Where is the vision of civic life?

I am thoroughly enjoying watching ‘Dickensian’ at the moment. A murder mystery involving some of the better known characters from Dickens’s novels and set in late Victorian London is great fun. We shall have to wait and see who it was that murdered Jacob Marley!

The Victorian era has a mixed press. It was an age of empire, of industrialisation and of considerable advance in terms of medicine, transport, communication and education. It was also an age of deep sexual hypocrisy, of exploitation of workers and of racism.

The Victorians though did at least have a vision of civil society. It was an age when public spaces were created where all strata’s of society could mingle.

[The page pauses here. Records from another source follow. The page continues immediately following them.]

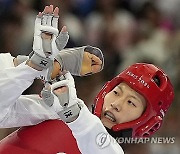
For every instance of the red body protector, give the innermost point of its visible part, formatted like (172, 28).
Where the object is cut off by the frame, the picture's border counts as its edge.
(49, 137)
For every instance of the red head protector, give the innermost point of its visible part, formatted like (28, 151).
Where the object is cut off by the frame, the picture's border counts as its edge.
(151, 82)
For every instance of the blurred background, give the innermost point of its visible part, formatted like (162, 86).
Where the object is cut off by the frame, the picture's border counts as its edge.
(127, 31)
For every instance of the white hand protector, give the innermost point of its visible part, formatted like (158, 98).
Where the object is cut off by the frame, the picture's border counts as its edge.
(71, 59)
(42, 48)
(67, 99)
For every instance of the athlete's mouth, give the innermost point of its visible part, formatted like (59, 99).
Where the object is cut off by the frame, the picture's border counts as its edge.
(109, 116)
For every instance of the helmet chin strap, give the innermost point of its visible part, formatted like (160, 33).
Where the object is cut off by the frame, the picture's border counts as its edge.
(122, 133)
(115, 134)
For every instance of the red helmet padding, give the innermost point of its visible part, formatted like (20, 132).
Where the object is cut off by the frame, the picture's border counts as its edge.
(140, 77)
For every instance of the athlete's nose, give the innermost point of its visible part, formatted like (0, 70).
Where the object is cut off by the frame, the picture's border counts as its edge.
(116, 105)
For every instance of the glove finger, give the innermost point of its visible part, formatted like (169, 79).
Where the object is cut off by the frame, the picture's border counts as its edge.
(38, 21)
(55, 21)
(97, 52)
(44, 19)
(62, 40)
(69, 77)
(59, 84)
(49, 20)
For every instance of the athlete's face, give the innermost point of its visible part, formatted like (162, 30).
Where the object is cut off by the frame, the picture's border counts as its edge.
(122, 104)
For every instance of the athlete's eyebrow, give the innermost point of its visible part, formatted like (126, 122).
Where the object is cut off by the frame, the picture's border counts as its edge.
(131, 95)
(120, 88)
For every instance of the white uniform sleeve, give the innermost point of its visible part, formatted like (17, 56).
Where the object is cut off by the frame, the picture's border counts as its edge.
(91, 135)
(29, 110)
(13, 81)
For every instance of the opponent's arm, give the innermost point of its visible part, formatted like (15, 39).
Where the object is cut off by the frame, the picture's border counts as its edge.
(88, 130)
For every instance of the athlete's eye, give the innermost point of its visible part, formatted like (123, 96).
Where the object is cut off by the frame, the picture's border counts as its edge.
(116, 93)
(131, 103)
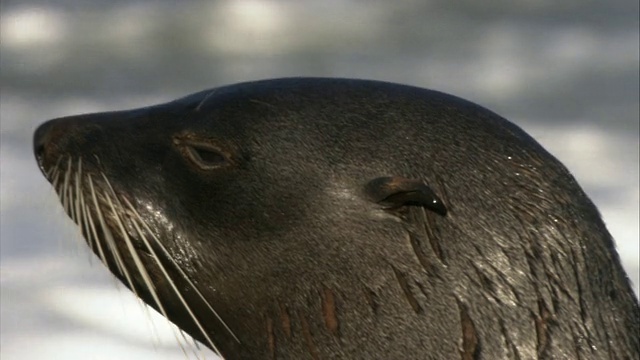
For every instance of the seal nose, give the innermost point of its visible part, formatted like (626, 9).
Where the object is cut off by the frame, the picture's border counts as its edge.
(40, 139)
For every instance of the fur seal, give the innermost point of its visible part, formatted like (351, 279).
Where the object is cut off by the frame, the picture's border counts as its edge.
(311, 218)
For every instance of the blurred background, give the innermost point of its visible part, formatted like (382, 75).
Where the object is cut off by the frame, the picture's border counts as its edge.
(566, 72)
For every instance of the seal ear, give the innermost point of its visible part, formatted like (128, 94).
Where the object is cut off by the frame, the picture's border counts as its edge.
(395, 192)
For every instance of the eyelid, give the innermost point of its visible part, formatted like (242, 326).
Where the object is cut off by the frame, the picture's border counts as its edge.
(195, 150)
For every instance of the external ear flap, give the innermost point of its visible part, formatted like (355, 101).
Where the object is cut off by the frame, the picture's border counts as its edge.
(395, 192)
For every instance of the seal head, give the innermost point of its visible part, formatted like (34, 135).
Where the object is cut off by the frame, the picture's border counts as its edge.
(334, 218)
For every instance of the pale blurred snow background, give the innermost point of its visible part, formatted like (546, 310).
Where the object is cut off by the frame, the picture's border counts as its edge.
(567, 72)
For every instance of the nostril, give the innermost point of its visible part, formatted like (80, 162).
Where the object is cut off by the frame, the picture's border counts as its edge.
(40, 142)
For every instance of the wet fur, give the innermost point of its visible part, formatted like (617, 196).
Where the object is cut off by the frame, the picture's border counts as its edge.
(278, 250)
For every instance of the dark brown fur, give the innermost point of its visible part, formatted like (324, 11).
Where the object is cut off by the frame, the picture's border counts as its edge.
(333, 218)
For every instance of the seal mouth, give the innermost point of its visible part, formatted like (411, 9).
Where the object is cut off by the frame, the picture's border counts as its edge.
(117, 233)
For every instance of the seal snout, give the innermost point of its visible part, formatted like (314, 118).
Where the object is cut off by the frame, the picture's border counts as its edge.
(62, 137)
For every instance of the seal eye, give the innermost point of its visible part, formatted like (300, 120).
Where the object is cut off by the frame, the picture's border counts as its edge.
(205, 156)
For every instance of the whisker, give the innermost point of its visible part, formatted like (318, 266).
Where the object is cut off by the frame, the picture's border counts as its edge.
(173, 286)
(110, 242)
(136, 258)
(65, 188)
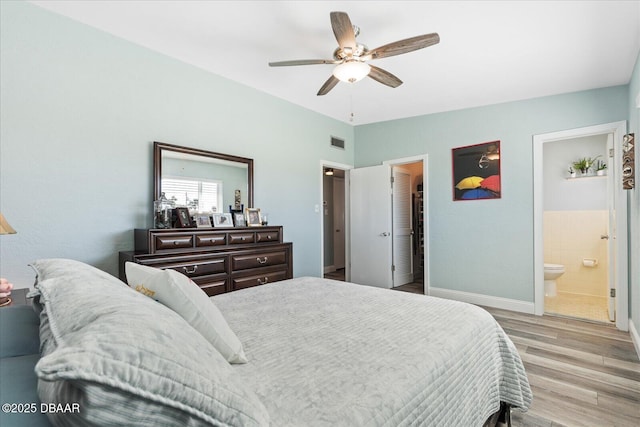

It was an age of band stands and promenades, and of the growth of local government which was seen as a social good that delivered that civic society.

I struck by the tone of several of the letters published in the News last week. The cuts in the funding for local government, in addition to those imposed by the last coalition, will almost certainly mean that only statutory obligations will be met in the future.

Is the Victorian dream for civic society dead? Are we now really only individuals whose own interests are paramount? We have not returned to the evils of the workhouse or of the means test of the 1920’s.   Yet if one talks to those whose benefits have been squeezed or sanctioned it is clear there is very little compassion in the system now.

There are those who despise ‘big government’ as a matter of faith. The Victorian concept that government can deliver well for the wider population is derisorily dismissed as ‘the Nanny State’, concept of care incidentally unknown to the masses.

In the end we must decide whether we want libraries and pools, parks and care centres, rural bus services and social housing. And we must be willing to pay for it, too.